Code Civ. Proc., § 2034.230
Facey represents the parties agreed upon
extension of the cutoffs indexed to the prior trial date of 2-14-23, thereby
leading to the last demand for exchange on December 27, 2023, though a prior
exchange was served on March 23, 2022 presumably in conformance with the prior
June 6, 2022, trial date. [Declaration of Zachary Schwake ¶¶ 2-5.] (See Code Civ. Proc., § 2024.050, subd. (a).) In the December 23, 2022, exchange, Plaintiff
designated the three experts in the fields of healthcare management,
psychology, and vocational rehabilitation. On January 17, 2023, Facey
designated its three counter witnesses in the same fields.
Facey
cites to the language of Code of Civil Procedure § 2034.280.
(a) Within 20 days after the exchange described in Section
2034.260, any party who engaged in the exchange may submit a supplemental
expert witness list containing the name and address of any experts who will
express an opinion on a subject to be covered by an expert designated by an
adverse party to the exchange, if the party supplementing an expert witness
list has not previously retained an expert to testify on that subject.

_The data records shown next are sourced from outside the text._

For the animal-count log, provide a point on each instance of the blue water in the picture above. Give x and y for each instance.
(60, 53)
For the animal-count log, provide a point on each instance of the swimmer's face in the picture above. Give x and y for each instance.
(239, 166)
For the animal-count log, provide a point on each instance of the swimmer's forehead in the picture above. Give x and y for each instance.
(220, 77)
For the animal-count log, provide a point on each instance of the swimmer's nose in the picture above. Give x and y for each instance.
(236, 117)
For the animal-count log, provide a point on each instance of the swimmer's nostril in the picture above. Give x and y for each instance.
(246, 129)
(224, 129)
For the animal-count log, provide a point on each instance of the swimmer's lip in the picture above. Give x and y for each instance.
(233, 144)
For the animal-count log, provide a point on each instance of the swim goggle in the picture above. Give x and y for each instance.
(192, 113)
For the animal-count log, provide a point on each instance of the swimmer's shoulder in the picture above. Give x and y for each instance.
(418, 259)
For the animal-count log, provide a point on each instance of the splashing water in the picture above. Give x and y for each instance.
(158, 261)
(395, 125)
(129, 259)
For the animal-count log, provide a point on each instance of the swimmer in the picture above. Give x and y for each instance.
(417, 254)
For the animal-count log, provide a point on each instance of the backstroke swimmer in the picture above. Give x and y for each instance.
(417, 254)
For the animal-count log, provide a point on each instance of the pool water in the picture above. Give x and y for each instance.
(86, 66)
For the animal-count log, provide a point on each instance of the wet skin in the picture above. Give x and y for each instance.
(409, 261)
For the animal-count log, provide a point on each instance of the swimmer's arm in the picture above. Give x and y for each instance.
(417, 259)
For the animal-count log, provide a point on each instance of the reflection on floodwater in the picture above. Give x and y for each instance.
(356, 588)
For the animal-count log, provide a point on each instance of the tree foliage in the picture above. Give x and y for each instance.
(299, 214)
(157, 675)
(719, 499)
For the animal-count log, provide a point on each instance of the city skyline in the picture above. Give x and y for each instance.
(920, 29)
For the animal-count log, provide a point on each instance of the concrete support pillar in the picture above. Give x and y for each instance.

(b) This supplemental list shall be accompanied by an
expert witness declaration under subdivision (c) of Section 2034.260 concerning
those additional experts, and by all discoverable reports and writings, if any,
made by those additional experts.
…
(Code Civ. Proc., § 2034.280.)
Facey
correctly cites to the standard regarding the necessity of a counter expert in
order to obtain leave at this time in a case. (Du-All Safety, LLC v. Superior
Court (2019) 34 Cal.App.5th
485, 497; see Fairfax v.
Lords (2006)
138 Cal.App.4th 1019, 1025.)
Facey categorically identifies the three experts and their areas of testimony
as directly responsive to the three experts of Plaintiff. [Schwake Decl., ¶ 5.]
The court finds no presentation of experts beyond the scope of Plaintiffs’
designated experts.
Plaintiff in opposition,
however, finds support for the argument in that Facey was apprised of the
claims, and waiting for a counter-designation violates the policy behind
“simultaneous exchange.” [Declaration of Geraldine Weiss, ¶¶ 3, 5-8, Ex. 3,
5-8.] The
circumstances square with the facts presented in Fairfax v. Lords, whereby counsel chose to wait for disclosure of
expert witnesses after specifically declining to declare any witnesses in the
initial exchange. The court rejected the argument allowing for a party to wait
and counter appropriately. (Fairfax v.
Lords (2006) 138 Cal.App.4th at pp. 1025-1027.) Counsel for Facey
tacitly concedes to the “technical” error, but maintains such conduct
constitutes a routine practice with no objections from opposing counsel until
this motion. [Schwake Dec., ¶ 10.] Under the precedent of Fairfax v. Lords, the court cannot allow the clear decision of
Counsel for Facey to forego designating an expert under the circumstances, whether
intentional or not, only to later allow a counter-designation under Code of
Civil Procedure section 2034.280. [Schwake Decl., ¶¶ 3, 10, Ex. A.]
Facey anticipating this
result, however, alternatively requests leave under the mistake, inadvertence,
and/or excusable mistake standard via two separate code sections. Code of Civil
Procedure section 2034.620 allows for a party to augment an expert witness list
requires under the following conditions:
“(a) The court has taken into
account the extent to which the opposing party has relied on the list of expert
witnesses. (b) The court has determined that any party opposing the motion will
not be prejudiced in maintaining that party's action or defense on the merits. (c)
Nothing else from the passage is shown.